Dicono che con 3 settimane si potrebbe tornare a giocare, ma sia nelle gambe sia nella testa si riuscirà veramente a resettare tutto?

“Io credo di sì, nella testa sicuramente. C’è una voglia maggiore e motivazioni che possono sopperire alla qualità fisica. I calciatori sono abituati a giocare anche in momenti di grande difficoltà fisica. La mia esperienza mi porta a momenti di dolori ma in cui sono comunque andato in campo. La testa è determinante”.

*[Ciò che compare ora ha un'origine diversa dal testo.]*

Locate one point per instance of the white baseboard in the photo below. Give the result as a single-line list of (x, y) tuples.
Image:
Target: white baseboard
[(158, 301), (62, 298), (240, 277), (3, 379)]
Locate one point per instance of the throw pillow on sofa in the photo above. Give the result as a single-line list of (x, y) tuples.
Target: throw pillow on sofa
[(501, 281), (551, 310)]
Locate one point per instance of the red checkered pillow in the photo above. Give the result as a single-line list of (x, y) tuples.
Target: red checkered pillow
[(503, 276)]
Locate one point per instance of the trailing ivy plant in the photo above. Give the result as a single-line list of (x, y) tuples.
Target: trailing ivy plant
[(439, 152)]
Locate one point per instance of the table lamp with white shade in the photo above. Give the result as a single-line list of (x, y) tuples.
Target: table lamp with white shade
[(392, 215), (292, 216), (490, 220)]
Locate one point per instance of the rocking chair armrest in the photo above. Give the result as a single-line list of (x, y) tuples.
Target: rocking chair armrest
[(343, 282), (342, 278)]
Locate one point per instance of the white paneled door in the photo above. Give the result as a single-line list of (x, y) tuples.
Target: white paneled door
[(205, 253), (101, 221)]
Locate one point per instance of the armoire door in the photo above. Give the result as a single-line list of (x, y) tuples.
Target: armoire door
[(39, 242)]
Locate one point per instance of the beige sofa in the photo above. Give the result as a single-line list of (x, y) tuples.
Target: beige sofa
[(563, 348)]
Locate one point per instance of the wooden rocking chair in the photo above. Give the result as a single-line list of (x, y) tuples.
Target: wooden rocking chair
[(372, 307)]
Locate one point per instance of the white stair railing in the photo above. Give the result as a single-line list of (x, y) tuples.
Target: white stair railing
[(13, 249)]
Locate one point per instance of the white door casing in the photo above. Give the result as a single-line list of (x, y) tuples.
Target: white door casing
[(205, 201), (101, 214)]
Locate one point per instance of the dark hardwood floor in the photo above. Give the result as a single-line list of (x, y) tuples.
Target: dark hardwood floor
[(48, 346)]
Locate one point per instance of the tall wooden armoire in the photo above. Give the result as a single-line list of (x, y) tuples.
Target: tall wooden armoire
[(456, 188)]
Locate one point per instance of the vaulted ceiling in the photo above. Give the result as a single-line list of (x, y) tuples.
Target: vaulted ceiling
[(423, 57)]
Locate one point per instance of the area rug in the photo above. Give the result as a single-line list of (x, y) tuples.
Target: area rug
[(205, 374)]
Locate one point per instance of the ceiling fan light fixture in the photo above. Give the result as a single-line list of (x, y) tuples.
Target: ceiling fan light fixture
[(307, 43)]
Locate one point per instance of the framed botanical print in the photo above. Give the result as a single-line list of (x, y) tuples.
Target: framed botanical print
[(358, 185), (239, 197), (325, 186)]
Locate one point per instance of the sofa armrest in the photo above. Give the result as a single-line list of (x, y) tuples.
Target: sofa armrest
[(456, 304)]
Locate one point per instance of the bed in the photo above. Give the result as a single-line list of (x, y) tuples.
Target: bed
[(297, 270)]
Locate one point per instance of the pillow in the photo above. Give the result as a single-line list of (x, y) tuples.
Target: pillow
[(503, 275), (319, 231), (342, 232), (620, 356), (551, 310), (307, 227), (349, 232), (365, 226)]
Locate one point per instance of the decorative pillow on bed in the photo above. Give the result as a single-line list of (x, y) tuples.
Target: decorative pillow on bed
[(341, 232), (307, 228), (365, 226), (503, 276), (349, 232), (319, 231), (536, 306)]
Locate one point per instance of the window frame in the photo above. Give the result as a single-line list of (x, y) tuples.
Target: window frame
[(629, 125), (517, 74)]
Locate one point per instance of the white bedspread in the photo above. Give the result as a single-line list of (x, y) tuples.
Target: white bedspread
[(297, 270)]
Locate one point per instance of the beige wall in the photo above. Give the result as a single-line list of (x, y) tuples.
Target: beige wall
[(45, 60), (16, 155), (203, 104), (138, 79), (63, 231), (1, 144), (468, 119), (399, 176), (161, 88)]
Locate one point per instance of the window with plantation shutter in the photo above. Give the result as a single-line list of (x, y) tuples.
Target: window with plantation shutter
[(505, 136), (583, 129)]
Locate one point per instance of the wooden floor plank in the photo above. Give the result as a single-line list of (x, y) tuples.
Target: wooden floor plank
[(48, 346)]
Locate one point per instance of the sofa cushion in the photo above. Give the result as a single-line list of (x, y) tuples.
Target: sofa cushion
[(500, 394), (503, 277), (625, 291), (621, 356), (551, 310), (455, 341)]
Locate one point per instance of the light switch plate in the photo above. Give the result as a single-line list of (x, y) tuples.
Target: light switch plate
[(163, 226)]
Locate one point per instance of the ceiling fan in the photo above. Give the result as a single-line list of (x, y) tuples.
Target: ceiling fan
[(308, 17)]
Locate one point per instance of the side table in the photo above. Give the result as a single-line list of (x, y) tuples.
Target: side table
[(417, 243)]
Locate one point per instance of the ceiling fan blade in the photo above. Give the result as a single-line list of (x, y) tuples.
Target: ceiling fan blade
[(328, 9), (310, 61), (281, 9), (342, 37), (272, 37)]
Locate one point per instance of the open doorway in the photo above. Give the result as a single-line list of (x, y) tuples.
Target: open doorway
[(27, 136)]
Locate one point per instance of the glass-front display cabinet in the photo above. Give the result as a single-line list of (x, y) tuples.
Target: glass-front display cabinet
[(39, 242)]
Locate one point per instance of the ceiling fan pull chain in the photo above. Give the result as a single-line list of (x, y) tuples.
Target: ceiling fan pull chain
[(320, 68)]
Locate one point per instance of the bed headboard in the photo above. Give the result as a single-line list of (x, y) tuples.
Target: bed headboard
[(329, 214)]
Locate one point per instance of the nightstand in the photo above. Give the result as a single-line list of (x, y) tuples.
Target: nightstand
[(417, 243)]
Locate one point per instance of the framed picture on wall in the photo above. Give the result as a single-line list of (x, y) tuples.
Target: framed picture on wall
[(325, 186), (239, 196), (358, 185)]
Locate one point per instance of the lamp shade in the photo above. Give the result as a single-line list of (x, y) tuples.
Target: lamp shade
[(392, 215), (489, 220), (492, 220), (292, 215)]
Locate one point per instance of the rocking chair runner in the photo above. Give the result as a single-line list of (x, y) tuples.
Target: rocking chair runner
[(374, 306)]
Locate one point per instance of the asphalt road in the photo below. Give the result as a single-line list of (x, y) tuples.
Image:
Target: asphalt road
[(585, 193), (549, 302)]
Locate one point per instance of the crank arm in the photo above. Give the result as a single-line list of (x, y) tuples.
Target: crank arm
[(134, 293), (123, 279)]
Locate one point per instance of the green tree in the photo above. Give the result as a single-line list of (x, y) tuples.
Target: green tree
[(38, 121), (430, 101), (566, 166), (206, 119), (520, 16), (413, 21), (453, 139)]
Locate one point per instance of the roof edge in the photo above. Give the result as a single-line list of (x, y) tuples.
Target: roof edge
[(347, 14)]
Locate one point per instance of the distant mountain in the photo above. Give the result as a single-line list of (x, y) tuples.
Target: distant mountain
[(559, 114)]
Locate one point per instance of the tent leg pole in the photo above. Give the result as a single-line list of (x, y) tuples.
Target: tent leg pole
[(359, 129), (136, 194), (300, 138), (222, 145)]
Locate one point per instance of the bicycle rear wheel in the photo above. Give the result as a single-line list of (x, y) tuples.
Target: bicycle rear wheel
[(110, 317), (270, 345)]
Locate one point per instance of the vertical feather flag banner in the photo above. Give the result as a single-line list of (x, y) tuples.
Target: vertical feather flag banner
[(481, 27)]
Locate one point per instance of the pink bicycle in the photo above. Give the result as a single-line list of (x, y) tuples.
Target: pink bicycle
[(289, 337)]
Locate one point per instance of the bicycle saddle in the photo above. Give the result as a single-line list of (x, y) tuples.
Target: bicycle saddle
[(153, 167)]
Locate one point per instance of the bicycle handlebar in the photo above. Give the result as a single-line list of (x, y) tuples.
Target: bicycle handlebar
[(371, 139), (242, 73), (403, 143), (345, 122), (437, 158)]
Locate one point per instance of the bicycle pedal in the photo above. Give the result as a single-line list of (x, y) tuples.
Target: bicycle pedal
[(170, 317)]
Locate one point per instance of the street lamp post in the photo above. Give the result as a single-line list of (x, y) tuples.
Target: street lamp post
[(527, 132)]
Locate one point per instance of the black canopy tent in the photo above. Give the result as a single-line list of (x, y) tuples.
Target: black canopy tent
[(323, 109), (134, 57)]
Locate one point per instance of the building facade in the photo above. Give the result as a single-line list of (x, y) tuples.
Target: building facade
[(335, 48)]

Nel calcio ci sono tanti presidenti che guardano il loro orticello piuttosto che cercare di trovare la soluzione migliore. Quale sarebbe la soluzione migliore per il sistema calcio? Avremo mai una Lega compatta e unita verso una direzione?

“Sono sempre stati così. La Lega calcio deve ritrovare unione e cercare di capire quale è il male minore. Solo loro possono capirlo, devono mettersi al tavolo e lasciar perdere il loro orticello”.

Chi deve decidere quando si potrà tornare in campo? I presidenti? I calciatori? I medici?

“Si devono mettere tutti a un tavolo, con i medici sportivi soprattutto. Non si può lasciare da parte una categoria. Devono avere tutti lo stesso pensiero, altrimenti non si può ricominciare”.

Ci sono state alcune prove di maturità di giocatori di squadre internazionali che si sono decurtati lo stipendio… perché in Italia c’è questa reticenza?

“Dove è la reticenza? Io credo che i calciatori siano i primi a volersi mettere a un tavolo e a discutere. Tra l’altro si sta discutendo di stipendi che potrebbero essere pagati al 16 maggio, perché si possono protrarre nel tempo, non penso che i calciatori abbiano difficoltà a mettersi a un tavolo. Non è però che devono firmare e basta, devono poter discutere. Devono mettersi ai tavoli come una volta. Adesso, nel momento del bisogno, i calciatori si devono adeguare… e si adeguano. I calciatori lo hanno sempre fatto, soprattutto quando ci sono state difficoltà, hanno sempre dato qualcosa di importante. Bisogna vedere anche questa decurtazione dello stipendio come la fai, non puoi fare di 25-30% ai giocatori di tutte le categorie, è una roba folle. La decurtazione non può essere uguale per Ronaldo e per un calciatore di Serie C. Poi si parla solo di calciatori, ma non si parla mai di grandi manager che anche loro dovrebbero decurtarsi lo stipendio, io non l’ho mai visto fare. Ma io sono convinto che i calciatori siano disponibili a farlo”.